Dans leur livre « Police technique et scientifique : le choc du futur », le journaliste Jacques Pradel et le général (2S) François Daoust nous invitent à explorer l’univers captivant de la science forensique. De l'empreinte digitale à l'intelligence artificielle, les auteurs nous plongent dans les coulisses des techniques d'investigation les plus sophistiquées, au cœur d’une discipline en constante évolution.

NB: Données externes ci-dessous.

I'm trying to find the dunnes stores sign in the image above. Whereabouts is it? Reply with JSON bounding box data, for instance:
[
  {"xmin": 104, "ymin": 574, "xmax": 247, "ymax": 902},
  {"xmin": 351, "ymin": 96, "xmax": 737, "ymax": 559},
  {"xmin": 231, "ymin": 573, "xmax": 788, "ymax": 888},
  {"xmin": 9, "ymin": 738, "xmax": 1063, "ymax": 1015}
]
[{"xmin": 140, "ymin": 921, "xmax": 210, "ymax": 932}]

D’un côté, un journaliste et animateur radio, célèbre notamment pour ses émissions consacrées aux enquêtes criminelles. De l’autre, l’ancien commandant du Pôle judiciaire de la gendarmerie nationale (PJGN), et actuel directeur du Centre de recherche de l'École des officiers de la gendarmerie nationale (CREOGN). Ensemble, ils ont écrit un ouvrage, intitulé « Police technique et scientifique : le choc du futur », qui nous fait découvrir comment la science forensique a révolutionné la résolution des crimes et comment elle continuera de façonner l’avenir de la justice. Rencontre avec les auteurs.

Qu’est-ce qui vous a amené à co-écrire ce livre sur la Police technique et scientifique (PTS) ?

Jacques Pradel : Mon intérêt pour la police scientifique remonte aux années 2010, avec la publication de mon premier livre : « Police scientifique : la révolution ». Au cours de mes recherches, j'ai eu la chance de rencontrer le général François Daoust, alors commandant de l'Institut de recherche criminelle de la gendarmerie nationale (IRCGN). Sa confiance et son soutien m'ont ouvert les portes de l'institut, où j'ai pu m'entretenir avec de nombreux experts et approfondir mes connaissances. De cette première rencontre est née une véritable amitié, et le général Daoust est devenu mon mentor dans le domaine de la PTS.

Face à l'évolution fulgurante de la PTS, nous avons réalisé que mon ouvrage n'était qu'une première approche. L'ampleur des développements dans ce domaine nous a incités à réaliser un état des lieux complet et accessible, répondant aux interrogations et aux inquiétudes du public. En effet, la PTS soulève souvent des questions éthiques et des craintes de fichage et de surveillance, auxquelles nous souhaitions apporter des réponses claires et objectives.

Pour mener à bien ce projet, nous avons rassemblé une multitude d'informations factuelles, étayées par des récits concrets et des exemples précis. Notre objectif était de vulgariser des concepts scientifiques parfois complexes, tout en restant rigoureux.

Notre intention est de démystifier la PTS et de rassurer le public sur les garde-fous qui existent pour garantir le respect de la vie privée. Nous avons souhaité rendre ce livre accessible à tous, qu’il s’agisse de passionnés de science forensique ou de personnes curieuses de comprendre les implications de la PTS dans notre société.

Qu’est-ce qui vous fascine tant dans le domaine de la PTS ?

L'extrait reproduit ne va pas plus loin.